Category Archives: Markel!

Every post on this blog goes in this category. It’s how I roll.

Piracy Inception

When we released our very first game, Game Dev Tycoon (for Mac, Windows and Linux) yesterday, we did something unusual and as far as I know unique. We released a cracked version of the game ourselves, minutes after opening our Store.

I uploaded the torrent to the number one torrent sharing site, gave it a description imitating the scene and asked a few friends to help seed it.

Fascinating story about what a game dev learned through intentional piracy of their product, notable at least for this chart:

Over 93.6% of players stole the game. We know this because our game contains some code to send anonymous-usage data to our server.

Rather unfortunately, piracy appears to be a problem with indies just as much as with big-name publishers. And these guys even did the right thing and released the game without DRM. If you wonder why game publishers refuse to abandon DRM as a concept, look no further.

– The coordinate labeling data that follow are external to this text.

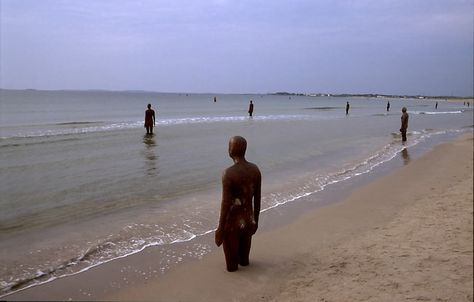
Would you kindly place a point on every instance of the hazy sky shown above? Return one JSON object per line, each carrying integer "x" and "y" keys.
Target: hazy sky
{"x": 239, "y": 46}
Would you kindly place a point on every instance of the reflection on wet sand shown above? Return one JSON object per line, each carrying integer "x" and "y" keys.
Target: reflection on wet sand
{"x": 405, "y": 156}
{"x": 150, "y": 155}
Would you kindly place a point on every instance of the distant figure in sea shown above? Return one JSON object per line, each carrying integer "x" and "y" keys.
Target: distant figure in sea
{"x": 240, "y": 207}
{"x": 404, "y": 126}
{"x": 250, "y": 108}
{"x": 405, "y": 156}
{"x": 149, "y": 119}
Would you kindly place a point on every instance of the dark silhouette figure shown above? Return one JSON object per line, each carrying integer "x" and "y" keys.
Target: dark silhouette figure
{"x": 240, "y": 207}
{"x": 250, "y": 108}
{"x": 149, "y": 119}
{"x": 404, "y": 126}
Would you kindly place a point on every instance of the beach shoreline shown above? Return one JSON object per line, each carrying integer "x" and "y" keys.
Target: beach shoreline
{"x": 345, "y": 236}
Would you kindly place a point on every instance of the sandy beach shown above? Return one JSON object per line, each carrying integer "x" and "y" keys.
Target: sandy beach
{"x": 404, "y": 237}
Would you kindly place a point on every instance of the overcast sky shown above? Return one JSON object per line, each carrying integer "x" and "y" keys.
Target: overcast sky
{"x": 239, "y": 46}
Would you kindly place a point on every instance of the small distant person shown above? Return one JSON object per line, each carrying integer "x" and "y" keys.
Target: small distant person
{"x": 149, "y": 119}
{"x": 404, "y": 126}
{"x": 250, "y": 108}
{"x": 240, "y": 207}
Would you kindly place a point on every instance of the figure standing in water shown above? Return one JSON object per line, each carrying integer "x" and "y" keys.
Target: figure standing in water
{"x": 240, "y": 207}
{"x": 404, "y": 126}
{"x": 250, "y": 108}
{"x": 149, "y": 119}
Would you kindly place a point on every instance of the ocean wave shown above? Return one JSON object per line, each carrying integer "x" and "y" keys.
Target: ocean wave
{"x": 437, "y": 112}
{"x": 90, "y": 127}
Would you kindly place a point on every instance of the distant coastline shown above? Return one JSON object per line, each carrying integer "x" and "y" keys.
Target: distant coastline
{"x": 283, "y": 93}
{"x": 375, "y": 95}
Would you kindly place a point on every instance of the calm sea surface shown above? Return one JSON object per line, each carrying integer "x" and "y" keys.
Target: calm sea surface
{"x": 81, "y": 184}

This is also why games are moving towards always-connected and pay-to-play; it avoids this problem altogether. If you don’t like that trend (and you shouldn’t), buy the games you play. Support developers.

Fighting GIFs

An awful lot of my adolescence was spent fighting friends in stages like the ones in this amazingly huge collection of fighting game backgrounds.

The collection is SNK-heavy, but it illustrates the artistry that came from making something that has to sit in the background, yet be memorable. I have a particular fondness for the stages from The Last Blade.

Dealing with constraints does cool things to art.

Trunked

You’re in darkness—
A flash of light cracks through—
Your eyelids open, but you still see only BLACK.

The back of your skull aches, ringing like a churchbell.

Need to… need to get back…But back where?

You’re lying on your side, but strangely in motion.

If this is a hangover, it’s the worst hangover of your life.

I just finished playing a neat little self-contained text adventure called Trunked. It’s definitely a callback to the days of Infocom games, but the difference here is that this one’s entirely generated using HTML. It’s a quick play, so I’d urge you to give it a shot and see what you make of it. I died three times before reaching (an/the?) ending.

More interesting than the game itself is the toolset that was used to create it, which is called Twine and is available for Windows, OS X, and a command-line version that uses Python.

The final output is HTML, and Javascript, and is open-sourced under the GPL (github link). Fancy yourself a game designer? The tools are there, and they are free. :)

(And if you want something that’s a slightly more complicated and graphical open source game creation engine, take a look at LÖVE, a toolset for creating games using Lua.)